Weir High’s Babinchak bowling his way to the top
WEIRTON — Thomas Babinchak has been around bowling for most of his life, fondly remembering going to the lanes with his father, Robert Babinchak, as a small child.
It became evident early on that Thomas had exceptional talent, which is now taking his career to new heights.
“It’s something I really enjoy,” Thomas said. “I got into it through my dad. He has been bowling since he was in college. When I was a little kid he would bring me and I just loved bowling.
“Around the age of seven or eight I was bowling like 160, and the other kids weren’t. It took off from there.”
That accent through the junior bowling ranks will take Thomas to the International Training and Research Center in Arlington, Texas, which is used by Team USA and junior Team USA, adjacent to the United State Bowling Congress Headquarters, August 8-10 for the Bowling Combine.
“It’s pretty crazy,” Thomas said. “Only 60 kids get invited to go to the combine, so it feels pretty good to know that I was one of the 60 they accepted. I feel like I’m representing bowlers in the Ohio Valley. It’s pretty important to me.”
It will not be the first time he’s competed at the facility.
“We had the fortune of visiting there last year because the National Tournament for kids, the Junior Bowl Championships, was held in Dallas last year, so we got to see the complex that we’ll be going to,” Robert said.
The trip to the combine became a reality when Thomas was selected by the the Whiteman Family (Charlie, Cara, and Tom) who own Holiday Lanes in Weirton, where Thomas is in the youth bowling program, for the 2019 Holiday Lanes Proprietor Award.
Also added to Thomas’ list of accolades recently was the Tom “The Vulture” Guio Memorial Award, selected by Guio’s daughter Christine Guio-Smalley.

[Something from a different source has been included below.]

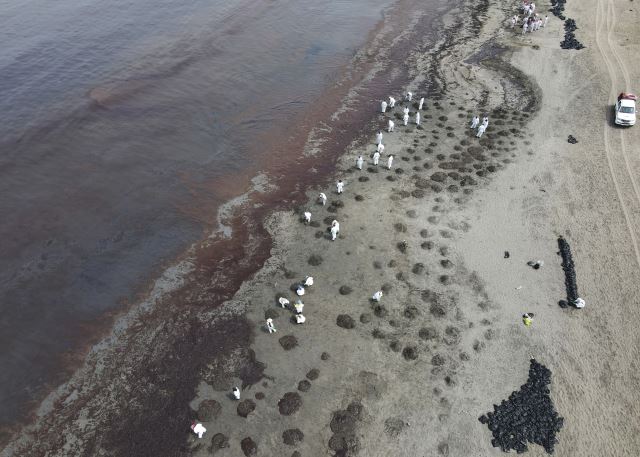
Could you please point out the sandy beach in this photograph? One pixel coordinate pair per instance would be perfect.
(412, 374)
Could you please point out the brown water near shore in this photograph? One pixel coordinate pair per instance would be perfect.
(224, 263)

That award is helping send him to Nationals in Detroit.
Robert runs the youth program at Holiday Lanes, which has 92 kids participating and is the largest such program in West Virginia.
“It has really taken off in the last five or six years,” Robert said. “When I took over, we started with 56 kids in the program, and we’ve gone to 92. We’ve added a sport bowling class, which puts these kids in conditions like the Professional Bowler’s Tour.
“We started the first junior bowl league (in the state), and we’re the only one within a 300-mile radius that we are aware of.”
That growth is showing at the high school level, where the OVAC announced in November it will recognize the sport in the upcoming fall season. Thomas’ school, Weir High, also recently approved a bowling team.
“It’s getting recognized,” Robert said. “To have the OVAC bring it in is huge, because everybody looks at the OVAC as one of the big, power conferences in the region. For them to add bowling to that is really, really something big.”
Thomas feels the growth will continue.
“It’s exciting and good to know,” he said. “I think it’s something more and more people are going to get into. The sport is going to keep growing.”
Thomas, a 3.75 GPA honor student, Weir High Key Club member and distinguished student in mathematics, has his bowling goals set collegiately and beyond.
“I want to get a scholarship to go to college and bowl,” he said. “I hope to go pro after college, win some majors and some titles on TV. That would be pretty cool.
Favorite pro bowler is Jason Belmonte, an Austrailian two-hander with the most majors won.
“He’s beat all the all-time greats,” Thomas said. “That is somebody I want to be like.”